Nachhaltigkeit als Unternehmensthema

Was Beratung wirklich leisten kann

Nachhaltigkeit ist in den vergangenen Jahren vom Randthema zur strategischen Notwendigkeit geworden. Große Konzerne veröffentlichen ESG-Berichte, Lieferketten werden unter die Lupe genommen, und auch mittelständische Unternehmen spüren den Druck: Kunden fragen nach, Investoren achten darauf, und junge Talente wählen Arbeitgeber auch nach deren Haltung zu Umwelt und Gesellschaft. Doch zwischen dem Wunsch, nachhaltiger zu wirtschaften, und der konkreten Umsetzung im Tagesgeschäft liegt oft eine Lücke.

In unserer Beratungspraxis erleben wir zwei Extreme: Unternehmen, die Nachhaltigkeit ignorieren, weil sie andere Prioritäten setzen — und solche, die ehrgeizige Ziele formulieren, ohne zu wissen, wie sie diese erreichen sollen. Beide Extreme sind problematisch. Der erste verpasst Chancen und riskiert, künftig bei Ausschreibungen oder Kundenanfragen abgehängt zu werden. Der zweite läuft Gefahr, in Greenwashing abzurutschen — also nachhaltig zu klingen, ohne es zu sein.
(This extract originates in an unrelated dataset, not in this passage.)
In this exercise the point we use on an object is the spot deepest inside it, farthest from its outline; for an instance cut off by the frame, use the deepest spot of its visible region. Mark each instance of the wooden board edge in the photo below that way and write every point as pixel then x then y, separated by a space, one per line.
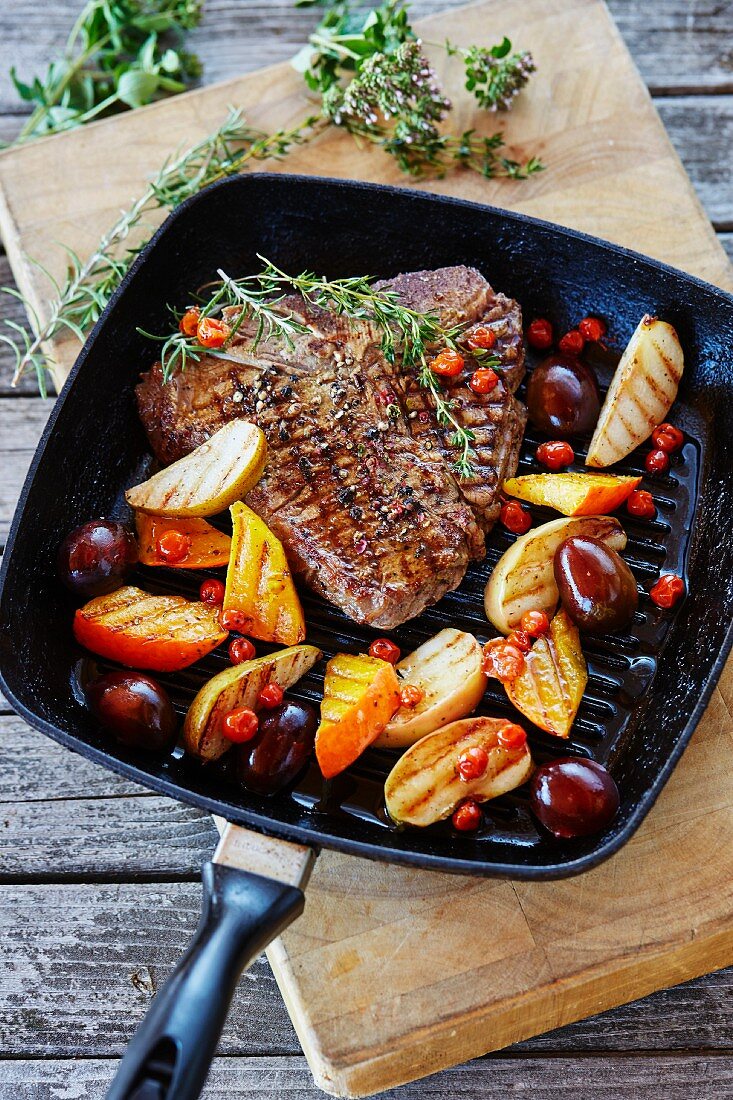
pixel 706 224
pixel 431 1049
Was Nachhaltigkeit im Mittelstand bedeutet

Für mittelständische Unternehmen muss Nachhaltigkeit nicht gleich Klimaneutralität bis 2030 bedeuten. Es geht zunächst darum, zu verstehen, wo das eigene Unternehmen ökologische und soziale Wirkung erzeugt — und wo die größten Hebel liegen. Das kann Energieverbrauch in der Produktion sein, Lieferantenstandards, Mitarbeiterbindung oder die Langlebigkeit der Produkte. Jede Branche und jedes Unternehmen hat andere Schwerpunkte.

Ein sinnvoller erster Schritt ist eine ehrliche Bestandsaufnahme: Wo stehen wir? Was messen wir bereits? Was wissen wir nicht? Diese Transparenz ist die Grundlage für jedes glaubwürdige Nachhaltigkeitsengagement — und sie zeigt oft überraschend schnell Handlungsfelder auf, die sich wirtschaftlich lohnen, etwa durch Energieeinsparung oder reduzierte Materialverschwendung.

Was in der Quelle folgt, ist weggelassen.